Scientific classification
- Kingdom: Animalia
- Phylum: Chordata
- Class: Actinopterygii
- Order: Clupeiformes
- Suborder: Denticipitoidei Grande, 1982
- Family: Denticipitidae Clausen, 1959
- Genus: Denticeps Clausen, 1959
- Species: D. clupeoides
- Binomial name: Denticeps clupeoides Clausen, 1959

= Denticle herring =

- Genus: Denticeps
- Species: clupeoides
- Authority: Clausen, 1959
- Conservation status: VU
- Parent authority: Clausen, 1959

Species of fish

The denticle herring (Denticeps clupeoides) is a small, up to 15 cm long, species of ray-finned fish found only in the rivers of Benin, Nigeria, and western Cameroon. It is related to the herrings, but notable for its large anal fin and its array of denticle-like scales under the head, which give it almost a furry appearance.

It is the sole living member of the family Denticipitidae, and is the last surviving member of a very ancient lineage of clupeiforms, the Denticipitoidei, that diverged from the clupeoids during the Mesozoic.
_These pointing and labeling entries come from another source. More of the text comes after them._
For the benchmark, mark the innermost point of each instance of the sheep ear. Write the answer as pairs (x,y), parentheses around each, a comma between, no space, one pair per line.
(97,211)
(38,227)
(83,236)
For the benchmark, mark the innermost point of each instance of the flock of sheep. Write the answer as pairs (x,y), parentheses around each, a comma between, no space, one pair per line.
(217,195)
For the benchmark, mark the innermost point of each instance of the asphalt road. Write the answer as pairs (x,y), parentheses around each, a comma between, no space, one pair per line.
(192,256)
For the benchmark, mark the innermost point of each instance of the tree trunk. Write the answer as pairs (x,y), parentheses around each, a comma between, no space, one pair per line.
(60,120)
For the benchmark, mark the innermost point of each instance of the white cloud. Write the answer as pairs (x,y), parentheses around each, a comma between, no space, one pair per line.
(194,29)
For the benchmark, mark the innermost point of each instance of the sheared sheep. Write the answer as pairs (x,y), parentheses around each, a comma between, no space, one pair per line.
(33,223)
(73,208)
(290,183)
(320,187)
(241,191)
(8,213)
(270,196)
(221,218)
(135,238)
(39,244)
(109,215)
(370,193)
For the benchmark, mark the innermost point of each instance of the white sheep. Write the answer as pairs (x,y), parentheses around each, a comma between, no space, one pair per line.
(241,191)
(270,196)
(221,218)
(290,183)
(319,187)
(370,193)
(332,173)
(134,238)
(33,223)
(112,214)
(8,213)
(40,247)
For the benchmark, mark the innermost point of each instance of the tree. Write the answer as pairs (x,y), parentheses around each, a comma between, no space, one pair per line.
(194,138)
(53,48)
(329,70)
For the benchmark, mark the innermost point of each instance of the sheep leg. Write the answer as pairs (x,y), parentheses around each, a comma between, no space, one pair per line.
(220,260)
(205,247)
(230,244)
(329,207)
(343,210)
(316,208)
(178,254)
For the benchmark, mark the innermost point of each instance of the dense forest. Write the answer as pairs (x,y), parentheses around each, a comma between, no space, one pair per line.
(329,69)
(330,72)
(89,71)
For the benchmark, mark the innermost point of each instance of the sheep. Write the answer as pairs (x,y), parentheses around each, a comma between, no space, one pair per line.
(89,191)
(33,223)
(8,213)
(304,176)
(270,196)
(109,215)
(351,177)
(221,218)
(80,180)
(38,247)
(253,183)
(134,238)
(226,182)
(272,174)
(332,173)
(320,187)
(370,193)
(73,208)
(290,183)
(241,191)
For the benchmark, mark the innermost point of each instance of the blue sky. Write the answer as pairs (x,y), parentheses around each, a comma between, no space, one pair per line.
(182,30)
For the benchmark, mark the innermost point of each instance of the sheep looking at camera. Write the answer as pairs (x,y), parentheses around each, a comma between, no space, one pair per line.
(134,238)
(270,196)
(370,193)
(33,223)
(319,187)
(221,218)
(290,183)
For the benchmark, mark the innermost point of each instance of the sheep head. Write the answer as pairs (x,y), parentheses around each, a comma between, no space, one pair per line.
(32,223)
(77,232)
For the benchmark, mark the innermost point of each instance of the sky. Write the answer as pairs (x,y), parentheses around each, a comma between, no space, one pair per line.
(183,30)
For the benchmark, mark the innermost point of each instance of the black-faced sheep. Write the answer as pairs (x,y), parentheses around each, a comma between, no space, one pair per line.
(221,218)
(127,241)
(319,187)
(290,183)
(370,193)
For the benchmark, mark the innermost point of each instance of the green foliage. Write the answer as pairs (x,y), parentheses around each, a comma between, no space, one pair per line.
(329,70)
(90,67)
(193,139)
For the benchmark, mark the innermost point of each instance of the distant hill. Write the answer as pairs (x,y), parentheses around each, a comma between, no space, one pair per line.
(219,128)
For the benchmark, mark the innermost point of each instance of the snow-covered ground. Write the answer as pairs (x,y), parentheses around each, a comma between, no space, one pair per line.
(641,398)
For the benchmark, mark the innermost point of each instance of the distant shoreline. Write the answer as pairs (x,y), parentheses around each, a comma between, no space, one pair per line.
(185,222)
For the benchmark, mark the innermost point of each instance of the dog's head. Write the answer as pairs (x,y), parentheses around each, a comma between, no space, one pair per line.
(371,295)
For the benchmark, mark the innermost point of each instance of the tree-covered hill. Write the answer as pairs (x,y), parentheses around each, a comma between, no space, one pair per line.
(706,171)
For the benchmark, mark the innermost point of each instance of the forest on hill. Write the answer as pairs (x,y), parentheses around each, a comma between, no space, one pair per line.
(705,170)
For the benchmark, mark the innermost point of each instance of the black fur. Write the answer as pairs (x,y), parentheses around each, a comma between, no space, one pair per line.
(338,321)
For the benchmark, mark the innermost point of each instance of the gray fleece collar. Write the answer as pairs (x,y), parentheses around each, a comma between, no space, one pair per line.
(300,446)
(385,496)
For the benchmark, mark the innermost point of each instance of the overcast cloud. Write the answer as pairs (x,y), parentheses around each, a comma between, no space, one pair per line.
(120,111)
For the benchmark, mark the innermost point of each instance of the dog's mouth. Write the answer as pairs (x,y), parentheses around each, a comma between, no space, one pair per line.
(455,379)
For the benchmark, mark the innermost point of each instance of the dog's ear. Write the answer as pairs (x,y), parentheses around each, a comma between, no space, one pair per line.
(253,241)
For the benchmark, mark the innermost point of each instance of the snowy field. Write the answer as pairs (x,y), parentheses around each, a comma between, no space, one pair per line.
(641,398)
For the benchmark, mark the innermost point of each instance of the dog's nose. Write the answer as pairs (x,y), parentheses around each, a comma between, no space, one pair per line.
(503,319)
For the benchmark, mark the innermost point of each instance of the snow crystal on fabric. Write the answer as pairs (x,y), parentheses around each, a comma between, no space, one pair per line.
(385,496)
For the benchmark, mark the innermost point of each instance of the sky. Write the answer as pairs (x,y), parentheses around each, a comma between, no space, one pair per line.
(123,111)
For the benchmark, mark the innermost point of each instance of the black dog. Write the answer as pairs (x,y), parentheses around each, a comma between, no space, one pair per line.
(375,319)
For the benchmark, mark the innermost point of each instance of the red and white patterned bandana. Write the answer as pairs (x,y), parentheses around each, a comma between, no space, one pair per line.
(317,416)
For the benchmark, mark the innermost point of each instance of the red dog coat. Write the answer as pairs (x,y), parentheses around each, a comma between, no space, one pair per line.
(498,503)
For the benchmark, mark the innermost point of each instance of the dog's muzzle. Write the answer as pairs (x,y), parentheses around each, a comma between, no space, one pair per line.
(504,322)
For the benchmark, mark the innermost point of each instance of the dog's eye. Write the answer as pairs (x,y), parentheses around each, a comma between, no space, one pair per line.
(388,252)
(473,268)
Studies have estimated the divergence of Denticipitidae from the clupeoids to have occurred anywhere between the Late Jurassic to Early Cretaceous, and that it must have occurred before the Barremian stage, when the earliest clupeoids are known. The only other known member of this lineage is Paleodenticeps, a fossil denticipitid known from the Mahenge Formation of Tanzania during the middle Eocene. Denticeps thus likely descend from a marine clupeiform that colonized the freshwater ecosystems of Africa anywhere between the Early Cretaceous to the mid-Eocene.